Hainaut Le projet est mené par Colruyt et le Centre d’insertion socioprofessionnelle Le Plein Air.

Obsolescence programmée, manque d’entretien des appareils, lassitude et envie de changement sont autant de facteurs qui poussent le consommateur à délaisser ses appareils électroménagers et à acheter neuf. Pour donner une seconde vie à tous ces appareils jugés désuets, Colruyt Group et le Centre d’insertion socioprofessionnelle Le Plein Air (qui dépend du CPAS de Mons) ont mis en place une filière permettant la récupération des appareils électroménagers usagés, en magasin ou directement chez le client par le distributeur.

Instaurée en mars 2018, cette filière porte déjà ses fruits : de mars à octobre, ce sont quelque 100 "gros blancs" (sur 200 récupérés) et 746 petits appareils ménagers qui ont recouvré une nouvelle vie après être passés entre les mains des stagiaires et des formateurs du Plein Air. Ceux-ci ont pu réintégrer les rayons des magasins sociaux "Le grenier aux trouvailles", "Re-trouvailles" ainsi que la vitrine du projet Recytroc, "Au comptoir des possibles".

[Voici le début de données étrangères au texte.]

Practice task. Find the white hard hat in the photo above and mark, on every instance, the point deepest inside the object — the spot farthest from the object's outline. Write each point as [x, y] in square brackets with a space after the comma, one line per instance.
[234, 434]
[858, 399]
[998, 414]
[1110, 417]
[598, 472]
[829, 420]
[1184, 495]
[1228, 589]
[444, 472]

L’opération est bénéfique à bien des égards. "P endant des années, nous avons cru pouvoir construire et détruire presque aussi vite, consommer et exploiter nos ressources à l’infini. Aujourd’hui, nous sommes enfin conscients qu’un virage radical doit être amorcé. C’est vers le recyclage mais surtout la réparation et la remise en état ou le relooking des biens de consommation que nous devons nous tourner", soulignait ce jeudi le ministre wallon de la Transition écologique, Carlo Di Antonio (CDH).

Une formation pour les stagiaires

L’écologie n’est pas le seul point positif. D’un point de vue social, la démarche est également positive. Elle permet aux huit stagiaires du Plein Air de se faire la main, de se former durant un an et in fine de retrouver un emploi, mais également aux familles plus précarisées d’acquérir un objet en bon état sans dépenser de folles sommes. "C e secteur de la seconde main doit à tout prix être valorisé. Mais cela dépend également d’une prise de conscience et d’une volonté personnelle des consommateurs", a encore souligné le ministre.

Pour le groupe Colruyt, cette collaboration avec le CISP lui permet de s’affirmer plus encore comme une entreprise sociale. Déjà partenaire de banques alimentaires et de programmes de formation des jeunes en Belgique et dans le Sud, le groupe réaffirme sa volonté de diminuer sa production de déchets tout en contribuant à une société plus sociale et plus durable.